Notably, individuals with care dependency level 1 appear to form a distinct group with high morbidity but limited access to formal care, reflecting an observation gap rather than an unmet care gap, and warrant further attention.
Given that ET rates remain stable over time but are especially high among those in professional LTC settings, it is worth examining to what extent some emergencies may be avoidable. This highlights potential gaps in preventive and routine care. However, assessing avoidability must not delay necessary interventions.
Expanding the competencies of caregivers and paramedics, supported by improved training and legal clarity, could help reduce avoidable ET, especially in situations such as catheter-related issues. Structural improvements in LTC and better access to preventive services may also help relieve the burden on emergency systems.

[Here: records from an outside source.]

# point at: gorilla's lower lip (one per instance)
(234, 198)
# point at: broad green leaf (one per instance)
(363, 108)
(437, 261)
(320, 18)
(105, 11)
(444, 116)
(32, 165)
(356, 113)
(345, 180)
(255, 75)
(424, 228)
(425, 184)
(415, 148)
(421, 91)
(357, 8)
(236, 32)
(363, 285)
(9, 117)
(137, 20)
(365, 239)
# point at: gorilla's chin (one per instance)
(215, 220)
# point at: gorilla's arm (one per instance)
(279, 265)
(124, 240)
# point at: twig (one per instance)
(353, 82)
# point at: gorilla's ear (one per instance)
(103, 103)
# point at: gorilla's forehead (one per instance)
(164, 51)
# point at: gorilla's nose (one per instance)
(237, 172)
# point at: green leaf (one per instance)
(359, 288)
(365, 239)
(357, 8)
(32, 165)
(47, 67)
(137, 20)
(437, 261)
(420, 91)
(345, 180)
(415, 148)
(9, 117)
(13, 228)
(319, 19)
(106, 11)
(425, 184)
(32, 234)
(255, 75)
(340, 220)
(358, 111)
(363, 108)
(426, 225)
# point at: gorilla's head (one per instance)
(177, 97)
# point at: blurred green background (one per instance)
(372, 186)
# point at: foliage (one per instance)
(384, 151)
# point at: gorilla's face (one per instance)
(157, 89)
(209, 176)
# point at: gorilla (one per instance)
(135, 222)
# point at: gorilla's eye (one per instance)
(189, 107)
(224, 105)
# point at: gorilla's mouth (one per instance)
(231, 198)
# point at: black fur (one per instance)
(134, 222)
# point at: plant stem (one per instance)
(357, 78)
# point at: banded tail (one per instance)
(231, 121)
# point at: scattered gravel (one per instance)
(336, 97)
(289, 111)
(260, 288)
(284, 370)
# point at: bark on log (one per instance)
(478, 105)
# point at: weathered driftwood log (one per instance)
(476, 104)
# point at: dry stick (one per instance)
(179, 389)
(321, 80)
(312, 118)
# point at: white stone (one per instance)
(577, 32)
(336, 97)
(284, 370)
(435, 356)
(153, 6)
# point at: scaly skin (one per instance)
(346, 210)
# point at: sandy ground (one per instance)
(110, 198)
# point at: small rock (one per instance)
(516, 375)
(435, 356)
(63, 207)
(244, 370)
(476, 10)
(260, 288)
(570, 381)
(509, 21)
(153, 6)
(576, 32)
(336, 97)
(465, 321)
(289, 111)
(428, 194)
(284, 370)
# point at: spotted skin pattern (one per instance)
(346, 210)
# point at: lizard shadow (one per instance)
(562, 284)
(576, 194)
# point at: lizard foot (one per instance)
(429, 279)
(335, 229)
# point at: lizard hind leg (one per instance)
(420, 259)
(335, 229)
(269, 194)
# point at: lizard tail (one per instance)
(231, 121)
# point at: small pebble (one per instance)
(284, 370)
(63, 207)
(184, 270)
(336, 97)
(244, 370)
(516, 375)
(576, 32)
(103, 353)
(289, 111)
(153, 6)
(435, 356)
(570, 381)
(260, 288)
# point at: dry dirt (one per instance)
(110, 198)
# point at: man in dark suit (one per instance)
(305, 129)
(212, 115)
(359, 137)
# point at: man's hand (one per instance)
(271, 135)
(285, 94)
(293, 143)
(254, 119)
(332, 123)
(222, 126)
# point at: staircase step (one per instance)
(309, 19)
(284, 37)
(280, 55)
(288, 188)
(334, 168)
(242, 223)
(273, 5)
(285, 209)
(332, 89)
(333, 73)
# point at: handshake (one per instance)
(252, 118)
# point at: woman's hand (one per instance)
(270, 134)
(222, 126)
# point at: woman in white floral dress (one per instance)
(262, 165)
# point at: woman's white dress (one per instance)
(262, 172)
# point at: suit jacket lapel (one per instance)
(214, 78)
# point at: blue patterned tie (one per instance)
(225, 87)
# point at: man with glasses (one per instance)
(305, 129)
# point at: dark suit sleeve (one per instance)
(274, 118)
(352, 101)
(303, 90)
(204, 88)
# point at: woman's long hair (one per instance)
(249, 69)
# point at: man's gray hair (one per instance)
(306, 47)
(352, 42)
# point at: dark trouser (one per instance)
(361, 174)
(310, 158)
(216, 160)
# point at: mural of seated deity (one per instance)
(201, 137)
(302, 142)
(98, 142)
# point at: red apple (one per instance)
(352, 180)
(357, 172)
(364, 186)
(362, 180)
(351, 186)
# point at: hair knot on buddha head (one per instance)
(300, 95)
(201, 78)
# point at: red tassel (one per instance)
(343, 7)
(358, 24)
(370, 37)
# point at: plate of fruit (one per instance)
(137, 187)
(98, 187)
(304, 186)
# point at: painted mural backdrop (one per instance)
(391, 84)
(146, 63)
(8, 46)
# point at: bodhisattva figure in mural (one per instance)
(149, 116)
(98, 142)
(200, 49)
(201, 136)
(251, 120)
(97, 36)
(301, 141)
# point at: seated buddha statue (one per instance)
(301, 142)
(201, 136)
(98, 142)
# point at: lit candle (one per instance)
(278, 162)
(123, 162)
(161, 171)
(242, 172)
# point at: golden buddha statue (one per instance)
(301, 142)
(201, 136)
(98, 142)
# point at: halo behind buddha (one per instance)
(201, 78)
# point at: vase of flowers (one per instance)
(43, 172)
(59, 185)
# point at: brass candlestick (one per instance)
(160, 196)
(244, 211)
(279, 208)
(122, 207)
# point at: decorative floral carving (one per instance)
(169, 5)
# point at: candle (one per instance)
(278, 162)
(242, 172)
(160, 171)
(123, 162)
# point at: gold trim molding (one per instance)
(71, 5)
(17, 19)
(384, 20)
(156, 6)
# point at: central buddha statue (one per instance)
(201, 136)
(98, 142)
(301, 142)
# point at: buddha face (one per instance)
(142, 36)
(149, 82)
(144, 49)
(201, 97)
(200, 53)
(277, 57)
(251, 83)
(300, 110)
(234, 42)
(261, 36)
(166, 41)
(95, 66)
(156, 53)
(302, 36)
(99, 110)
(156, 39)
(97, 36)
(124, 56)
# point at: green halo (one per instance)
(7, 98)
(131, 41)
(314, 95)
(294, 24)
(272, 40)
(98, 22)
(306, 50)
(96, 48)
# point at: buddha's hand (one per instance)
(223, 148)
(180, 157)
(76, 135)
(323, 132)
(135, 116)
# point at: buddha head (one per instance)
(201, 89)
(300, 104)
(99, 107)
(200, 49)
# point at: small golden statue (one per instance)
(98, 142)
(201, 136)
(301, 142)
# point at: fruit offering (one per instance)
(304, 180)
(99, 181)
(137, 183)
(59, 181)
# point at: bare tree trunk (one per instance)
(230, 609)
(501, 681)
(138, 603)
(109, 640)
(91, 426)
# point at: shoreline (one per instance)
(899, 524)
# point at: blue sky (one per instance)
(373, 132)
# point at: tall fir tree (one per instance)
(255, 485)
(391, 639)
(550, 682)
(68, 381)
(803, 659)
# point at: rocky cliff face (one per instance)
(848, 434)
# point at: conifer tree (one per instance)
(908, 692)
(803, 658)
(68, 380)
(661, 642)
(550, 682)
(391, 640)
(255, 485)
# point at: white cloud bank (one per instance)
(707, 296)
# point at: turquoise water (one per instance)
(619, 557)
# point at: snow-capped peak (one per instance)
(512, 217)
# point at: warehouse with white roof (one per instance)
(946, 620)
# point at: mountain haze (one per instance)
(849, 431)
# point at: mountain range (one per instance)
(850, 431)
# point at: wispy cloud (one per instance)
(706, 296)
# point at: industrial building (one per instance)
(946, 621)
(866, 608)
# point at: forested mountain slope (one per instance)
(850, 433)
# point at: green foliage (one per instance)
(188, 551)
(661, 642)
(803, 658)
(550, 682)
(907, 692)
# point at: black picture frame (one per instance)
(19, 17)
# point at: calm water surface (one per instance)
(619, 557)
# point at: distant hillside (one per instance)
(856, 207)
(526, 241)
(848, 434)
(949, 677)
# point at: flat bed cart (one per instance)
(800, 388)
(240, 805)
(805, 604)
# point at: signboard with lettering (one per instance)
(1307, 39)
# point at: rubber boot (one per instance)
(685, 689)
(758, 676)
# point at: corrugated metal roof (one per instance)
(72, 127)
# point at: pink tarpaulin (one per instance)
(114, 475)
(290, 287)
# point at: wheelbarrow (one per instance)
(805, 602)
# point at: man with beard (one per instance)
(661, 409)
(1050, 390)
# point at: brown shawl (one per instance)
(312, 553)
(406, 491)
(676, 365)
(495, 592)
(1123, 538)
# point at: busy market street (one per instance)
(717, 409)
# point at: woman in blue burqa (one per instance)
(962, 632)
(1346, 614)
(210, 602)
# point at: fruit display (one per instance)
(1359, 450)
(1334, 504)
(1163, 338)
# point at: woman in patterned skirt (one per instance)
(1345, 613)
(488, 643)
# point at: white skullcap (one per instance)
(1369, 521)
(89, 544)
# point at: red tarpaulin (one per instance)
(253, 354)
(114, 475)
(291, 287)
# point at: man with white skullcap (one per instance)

It is noteworthy that the rate of ET is particularly high among those with severe care dependence in combination with formal home care or nursing home care. This observation lacks a clear explanation and deserves further investigation.
In conclusion, a multifaceted approach is needed, combining structural improvements in LTC, enhanced competencies of all professionals involved in care provision, to better meet the needs of vulnerable groups and reduce ET, thereby supporting a more efficient and sustainable healthcare system.
Funding
This work was supported by the AOK Saxon-Anhalt, Germany. The funders provided the raw data, supported data interpretation, and reviewed the results as well as the manuscript.
Declarations
Conflict of interest
C. Buhtz, S. Heinrich, C. Walther, S. Fleischer and G. Meyer declare that they have no competing interests.
Since this study has analysed anonymised secondary data, no ethical approval or consent was required. For this article no studies with human participants or animals were performed by any of the authors. All studies mentioned were in accordance with the ethical standards indicated in each case.